Response to application of resistance welding is in making which all parts of automobile and give the details that different parts of any automobile is fabricated by which process

There are many parts in the vehicle, and there are different designs that make this a complex answer.

Most of the sheet metal is resistance spot welded, usually 2 thickness welds, but many three thickness welds also, ("3T"). There will be some 4T welds, and rarely, a 5T weld. These welds are usually in mild steel, and the low carbon content does not pose metallurgical problems.

Most of these welds are made in galvanized metal, and often with sealer or adhesive in the sheets, causing a multitude of problems.

Side beams are put in the doors, usually HSLA, High Strength Low Alloy, a steel processed to have a smaller grain structure, but still low carbon, so still weldable. This material has some problems with quench sensitivity and spring-back, two problems that require opposite actions with the hold time after the weld. This can be very difficult to deal with, as the 1984 Corvette frame was.

I have recently seen high carbon steel as "anti-intrusion" beams in the doors, and even though the carbon content was 5 times the limit of weldability, (which is .5% carbon-equivalency) we were able to make welds that were as strong as the mild steel doors that carried the beams.

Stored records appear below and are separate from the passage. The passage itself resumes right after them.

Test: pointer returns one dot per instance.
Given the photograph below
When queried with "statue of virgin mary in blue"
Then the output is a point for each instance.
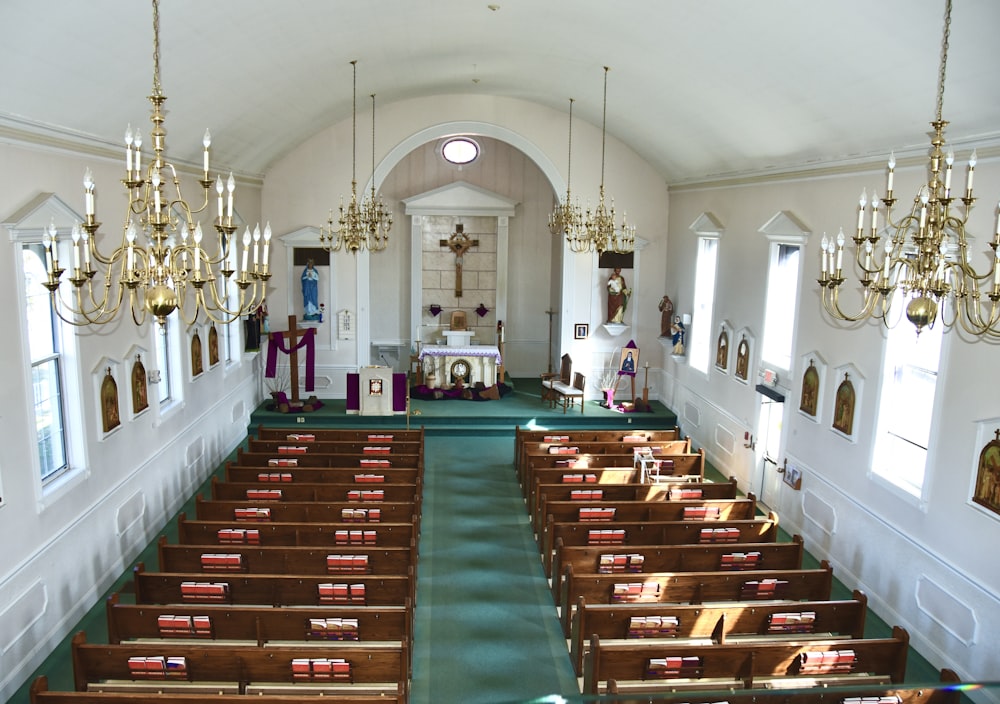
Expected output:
(310, 293)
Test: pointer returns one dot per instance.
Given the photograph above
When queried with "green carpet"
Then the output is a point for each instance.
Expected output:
(486, 627)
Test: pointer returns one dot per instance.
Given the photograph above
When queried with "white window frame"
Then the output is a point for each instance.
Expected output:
(27, 228)
(782, 229)
(171, 375)
(781, 304)
(897, 366)
(705, 284)
(699, 342)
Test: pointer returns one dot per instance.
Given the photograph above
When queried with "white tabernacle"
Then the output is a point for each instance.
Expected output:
(458, 338)
(445, 361)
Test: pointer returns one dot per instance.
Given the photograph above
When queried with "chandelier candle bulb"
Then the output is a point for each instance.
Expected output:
(197, 250)
(47, 243)
(246, 249)
(76, 247)
(138, 155)
(218, 189)
(972, 171)
(949, 160)
(88, 185)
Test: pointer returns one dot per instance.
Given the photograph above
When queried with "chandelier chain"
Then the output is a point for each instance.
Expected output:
(157, 88)
(920, 260)
(604, 124)
(944, 59)
(354, 127)
(569, 155)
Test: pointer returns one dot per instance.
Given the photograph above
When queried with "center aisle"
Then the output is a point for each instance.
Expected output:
(484, 613)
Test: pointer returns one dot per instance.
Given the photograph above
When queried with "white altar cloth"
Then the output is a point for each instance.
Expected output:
(437, 360)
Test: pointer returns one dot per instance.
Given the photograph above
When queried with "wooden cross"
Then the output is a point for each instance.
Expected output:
(459, 243)
(293, 356)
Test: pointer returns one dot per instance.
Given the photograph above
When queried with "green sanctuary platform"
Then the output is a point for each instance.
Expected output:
(523, 407)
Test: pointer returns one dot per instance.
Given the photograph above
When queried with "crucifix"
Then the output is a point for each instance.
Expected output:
(291, 336)
(459, 243)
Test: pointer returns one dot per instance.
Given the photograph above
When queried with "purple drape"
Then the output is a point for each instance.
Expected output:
(276, 341)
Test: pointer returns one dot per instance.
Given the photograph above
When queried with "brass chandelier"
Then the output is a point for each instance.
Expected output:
(599, 232)
(566, 219)
(152, 269)
(363, 225)
(924, 254)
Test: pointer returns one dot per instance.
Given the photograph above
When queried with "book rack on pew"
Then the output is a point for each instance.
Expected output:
(295, 580)
(710, 601)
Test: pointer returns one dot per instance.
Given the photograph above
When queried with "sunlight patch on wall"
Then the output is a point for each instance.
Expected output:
(26, 610)
(130, 512)
(819, 512)
(692, 414)
(946, 611)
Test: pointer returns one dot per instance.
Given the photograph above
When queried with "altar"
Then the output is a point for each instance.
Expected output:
(376, 391)
(444, 364)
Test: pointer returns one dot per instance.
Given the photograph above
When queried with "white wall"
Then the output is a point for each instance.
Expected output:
(525, 161)
(64, 547)
(929, 569)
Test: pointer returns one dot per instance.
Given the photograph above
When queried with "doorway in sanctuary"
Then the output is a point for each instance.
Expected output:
(766, 479)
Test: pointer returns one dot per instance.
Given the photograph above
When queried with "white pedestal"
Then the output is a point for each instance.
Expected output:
(458, 338)
(482, 362)
(376, 391)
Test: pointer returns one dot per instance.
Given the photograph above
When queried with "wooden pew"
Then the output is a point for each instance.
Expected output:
(206, 532)
(682, 465)
(678, 558)
(273, 589)
(718, 623)
(945, 693)
(351, 452)
(610, 512)
(692, 587)
(315, 459)
(523, 437)
(596, 478)
(256, 625)
(311, 491)
(41, 694)
(305, 511)
(754, 530)
(613, 438)
(315, 475)
(624, 491)
(372, 436)
(239, 559)
(744, 665)
(239, 669)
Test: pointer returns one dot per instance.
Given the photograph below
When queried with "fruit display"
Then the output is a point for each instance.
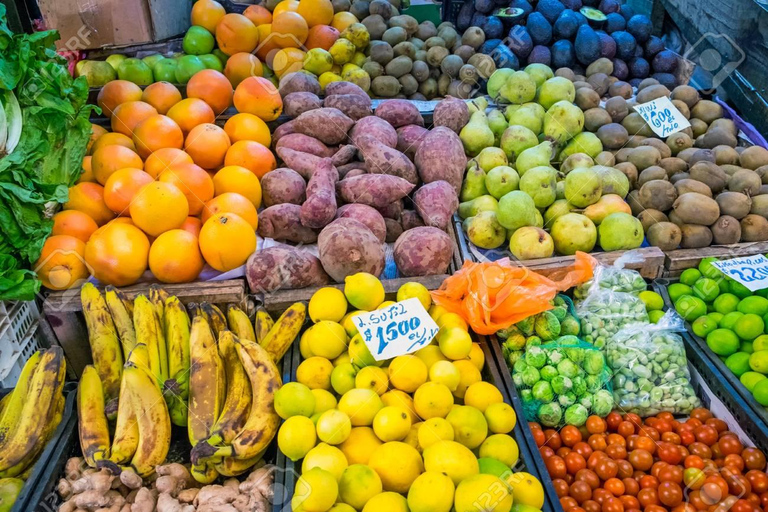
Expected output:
(419, 432)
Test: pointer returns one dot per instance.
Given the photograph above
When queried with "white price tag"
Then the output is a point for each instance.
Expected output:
(662, 116)
(751, 271)
(401, 328)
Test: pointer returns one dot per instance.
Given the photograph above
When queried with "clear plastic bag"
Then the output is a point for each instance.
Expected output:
(650, 368)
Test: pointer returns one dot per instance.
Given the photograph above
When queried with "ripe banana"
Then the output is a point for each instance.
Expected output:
(240, 324)
(285, 330)
(105, 347)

The door hinges are often arc welded, with "plunge welding" or "plug welding", and there are problems with fitup and porosity, due to the galvanized coatings. We insist on all four welds on each hinge to be good, even though the specs say 3 out of 4 is fine..

Saturn does the hinges with a giant projection welder, which in my opinion is a much better way to go, but requires more modern thinking.

For frames of the vehicles that use them, robot MIG welding is usually used.

The components use every process you can think of: Shocks are seam welded after final assembly. The ring on the top is resistance welded to the outer sleeve.

Driveshafts are mig welded. Balance weights put on by projection welds.

Some gears are assembled in a vacuum with electron beam welding.

Metal gas tanks get seam welding, and some parts added, like the filler ring, with capacitive discharge welding.

Studs for the power brake booster are projection welded, and sometimes annealed with a post heat afterward.

Many studs are added to the body to attach accessories and insulation, these are "drawn-arc" studs, done with a special gun from TRW or Warren-Emhart.

Seam welding used to be used for the drip rail, which is a rare item now, and used to be used to join inner to outer wheel wells.

Hem welding used to be used for the outer door skins to the inner, but induction heated epoxy is more popular now.

The steel wheels are welded with flash butt welding, but the cast alloy wheels seem to be used everywhere now.

I imagine there is a lot of plastic welding used for trim, but that is beyond my scope of knowledge.

I have seen rods like shift levers welded with friction or inertial welding, not to be confused with friction stir welding, a completely different (and really neat) process.

Brake shoes are projection welded, but I have seen some that were assembled by "toggle-lock" at Bendix.

I am sure I missed a few dozen applications, so I as my fellow welding specialists to add to this.

Dave Bacon

-- David Bacon (dbacon@updatetechnology.com), March 27, 2003.


In today's unitized cars there are almost high strength steel in every panel. We recommend to use "pre-heating mode" all the time to weld on replacement panels.

The older resistance spot welders did not have this mode but the newer ones have. Related features are "pre-heating" and "soft start".

The Inverter technology (1000 to 5000 Hz transformer) has more powerful weld.